O pós-abolição não significou a inclusão do afrodescendente na sociedade de classes, quando e como entrou foi em condições precárias como interpreta Florestan Fernandes em “Integração do negro na sociedade de classes”, bem como “O negro no mundo dos brancos” Daí, que surge a ideia de “consciência negra”. A saída dos portugueses bem como a lei áurea não significou uma mudança de comportamento no que tange às relações raciais. A impressão dada é que as tensões e conflitos foram ganhando outros contornos e controles. A afro descendência sempre foi subjugada no decorrer da sua história.

A cultura produzida pela afrodescendência foi sempre o alvo de perseguição. Antes da capoeira, ganhar a simpatia da classe média branca soteropolitana e brasileiro e vários espaços geopolíticos no mundo. Esta era marginalizada, o mesmo acontecia com a pratica do candomblé. Coube a Jorge Amado e a sua criatividade. Para muitos, realismo fantástico, dar a relevância a cultura local, o mesmo fez Pierre Verger, Dorival Caymmi entre outros intelectuais que marcaram uma época na Bahia e no Brasil.

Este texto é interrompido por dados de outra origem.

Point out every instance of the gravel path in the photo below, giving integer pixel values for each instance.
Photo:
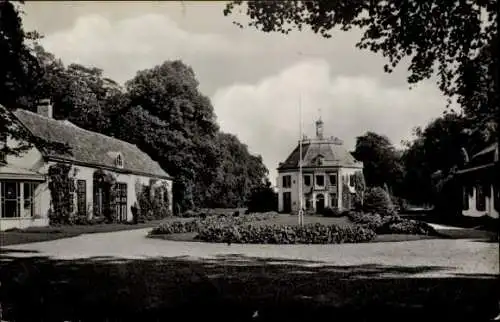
(452, 256)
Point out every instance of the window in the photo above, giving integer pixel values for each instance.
(10, 199)
(465, 198)
(28, 204)
(287, 181)
(81, 196)
(333, 179)
(351, 180)
(119, 161)
(496, 192)
(333, 200)
(3, 144)
(480, 198)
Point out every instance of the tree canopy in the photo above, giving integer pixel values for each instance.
(161, 110)
(380, 160)
(455, 40)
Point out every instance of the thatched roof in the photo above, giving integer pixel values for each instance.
(88, 148)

Em certa medida, ou em medida larga. Jorge Amado contribui na minha autoestima na minha adolescência com os seus heróis e heroínas. A percepção do autor baiano deixava perceber o racismo cotidiano da policial contra a população afrodescendente sua cultura ou culturas que esta cidade de Salvador recebeu através o tráfico de homens e mulheres escravizados durante 4 séculos e até nos dias de hoje homens e mulheres ainda vivem em condições de escravizados no Brasil.

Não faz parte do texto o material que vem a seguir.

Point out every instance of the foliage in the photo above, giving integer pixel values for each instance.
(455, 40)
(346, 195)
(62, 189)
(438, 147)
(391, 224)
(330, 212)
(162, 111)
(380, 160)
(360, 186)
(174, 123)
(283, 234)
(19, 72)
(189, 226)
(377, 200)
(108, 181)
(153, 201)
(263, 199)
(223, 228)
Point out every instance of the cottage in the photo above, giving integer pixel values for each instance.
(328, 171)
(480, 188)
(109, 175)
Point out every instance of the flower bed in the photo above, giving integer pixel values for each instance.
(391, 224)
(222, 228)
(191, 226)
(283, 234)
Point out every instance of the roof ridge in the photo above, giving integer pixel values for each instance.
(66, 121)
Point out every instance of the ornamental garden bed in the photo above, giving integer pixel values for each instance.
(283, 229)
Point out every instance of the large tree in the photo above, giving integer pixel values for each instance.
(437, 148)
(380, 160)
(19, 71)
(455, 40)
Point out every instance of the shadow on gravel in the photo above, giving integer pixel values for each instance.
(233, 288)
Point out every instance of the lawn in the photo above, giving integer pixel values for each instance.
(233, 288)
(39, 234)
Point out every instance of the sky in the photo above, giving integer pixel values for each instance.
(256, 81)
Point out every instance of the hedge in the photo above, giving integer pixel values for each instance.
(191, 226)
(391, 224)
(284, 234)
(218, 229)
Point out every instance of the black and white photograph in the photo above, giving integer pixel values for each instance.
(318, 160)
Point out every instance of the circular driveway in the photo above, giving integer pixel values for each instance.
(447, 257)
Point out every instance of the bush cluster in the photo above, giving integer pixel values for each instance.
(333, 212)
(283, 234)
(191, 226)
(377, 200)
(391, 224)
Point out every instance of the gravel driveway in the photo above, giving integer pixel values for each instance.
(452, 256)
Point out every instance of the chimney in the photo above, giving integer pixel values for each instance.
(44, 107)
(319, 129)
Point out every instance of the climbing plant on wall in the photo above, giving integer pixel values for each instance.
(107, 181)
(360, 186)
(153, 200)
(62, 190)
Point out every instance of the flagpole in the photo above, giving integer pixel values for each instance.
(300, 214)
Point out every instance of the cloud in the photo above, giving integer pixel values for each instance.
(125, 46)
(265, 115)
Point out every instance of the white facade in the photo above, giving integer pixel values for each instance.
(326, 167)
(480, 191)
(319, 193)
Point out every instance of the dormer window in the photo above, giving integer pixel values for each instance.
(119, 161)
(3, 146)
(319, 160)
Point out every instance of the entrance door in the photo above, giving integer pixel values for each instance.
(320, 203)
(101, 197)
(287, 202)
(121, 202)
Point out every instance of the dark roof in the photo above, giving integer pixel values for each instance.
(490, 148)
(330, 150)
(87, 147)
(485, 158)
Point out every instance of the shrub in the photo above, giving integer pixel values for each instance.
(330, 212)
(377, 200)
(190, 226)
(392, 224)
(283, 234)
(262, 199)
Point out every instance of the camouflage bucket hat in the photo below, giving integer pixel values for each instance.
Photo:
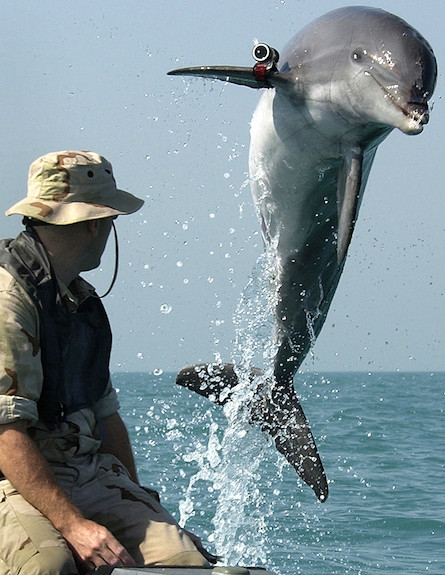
(69, 187)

A ruptura poderia acontecer no final do século XIX, mas não aconteceu. Coube ao afrodescendente o lugar menor. “Liberto, porem cativo de uma vida indigna frente ao feito realizado na condição de escravizado durante séculos como força de trabalho que movimento a economia durante anos”. A afro descendência ainda continuou a viver para dar suporte ao modelo de vida da classe média que surgia pós-colonial e o modelo republicano legitimou o poder branco frente ao controle do afrodescendente. O formato de vida do branco soteropolitano sempre teve esta modelação e controle. Não se tratava mais do português, e sim, brasileiro subalternizando brasileiro em nome de sua forma de viver e controle do outro.

É como se o joelho passasse de um para o outro. Do branco português para o para branco brasileiro. A saída do capitalismo mercantil para o modelo industrial onde a afrodescendência passa a ser o sujeito da modernidade tardia de Antony Giddens. Festeja-se sempre o ineditismo tardio com muita luta e sempre com um joelho no pescoço a todo tempo tentando sufocar a afrodescendência que tenta a todo tempo se auto afirmar em uma sociedade capitalista que tem um único desejo explorá-lo como mão de obra barata para a fim de que o lucro seja maior.

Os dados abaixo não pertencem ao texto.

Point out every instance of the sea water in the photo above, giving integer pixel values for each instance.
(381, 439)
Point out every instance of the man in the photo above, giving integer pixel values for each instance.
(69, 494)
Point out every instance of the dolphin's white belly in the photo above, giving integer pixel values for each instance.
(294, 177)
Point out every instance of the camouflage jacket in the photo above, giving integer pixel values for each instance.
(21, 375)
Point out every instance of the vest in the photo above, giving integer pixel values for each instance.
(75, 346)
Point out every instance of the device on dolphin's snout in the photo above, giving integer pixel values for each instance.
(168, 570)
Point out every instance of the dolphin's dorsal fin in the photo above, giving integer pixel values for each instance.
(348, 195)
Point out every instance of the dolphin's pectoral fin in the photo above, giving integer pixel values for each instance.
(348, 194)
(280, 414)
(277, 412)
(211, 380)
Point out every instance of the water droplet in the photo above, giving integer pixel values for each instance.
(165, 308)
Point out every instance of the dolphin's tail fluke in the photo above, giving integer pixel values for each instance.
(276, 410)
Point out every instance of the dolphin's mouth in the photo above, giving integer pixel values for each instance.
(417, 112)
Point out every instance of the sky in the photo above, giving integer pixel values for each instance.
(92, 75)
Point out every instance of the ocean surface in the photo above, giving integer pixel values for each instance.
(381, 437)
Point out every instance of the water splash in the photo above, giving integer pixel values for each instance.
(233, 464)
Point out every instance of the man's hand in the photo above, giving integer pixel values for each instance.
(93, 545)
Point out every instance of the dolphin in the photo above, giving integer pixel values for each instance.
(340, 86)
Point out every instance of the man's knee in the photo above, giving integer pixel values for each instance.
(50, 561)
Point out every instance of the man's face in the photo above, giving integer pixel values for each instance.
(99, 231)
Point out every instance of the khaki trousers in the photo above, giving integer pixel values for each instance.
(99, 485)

Os anos setenta poderia representar uma ruptura, mas foi um bom passo. As rupturas que aconteceram em África nas relações colonial e a descolonização do ponto de vista político, a contracultura dos anos 60, os panteras negras entre outros foram sinais de desmonte do joelho no pescoço de muitos afro americanos e africanos que puderam respirar de outra forma diferente da minha.

O joelho continua no meu pescoço na medida em que as modelações políticas partidárias tanto a esquerda como a direita controlam a ideia da participação do afrodescendente no poder político. O branco e o branqueado controla sob diversas formas o controle a inserção do afrodescendente na política e nas relações de poder política e, por fim, na possibilidade de construção de uma nova cultura política sem as amarras colônias como na fala de S. Hall ou a colonialidad como afirma Anibal Quijano e Emmanuel Wallerstein.

Percebi que o joelho no pescoço se estendia a juventude como um todo, sobretudo, muitos adolescentes do sexo masculino eram alvejados dentro de suas casa. Nas incursões da polícia em bairros periféricos; a morte naturalizou-se e naturalizou também as manifestações contra os feitos da polícia como se todos afrodescendentes ainda estivessem nos séculos da escravidão e que suas vidas tivessem pouco valor moral e muito comercial.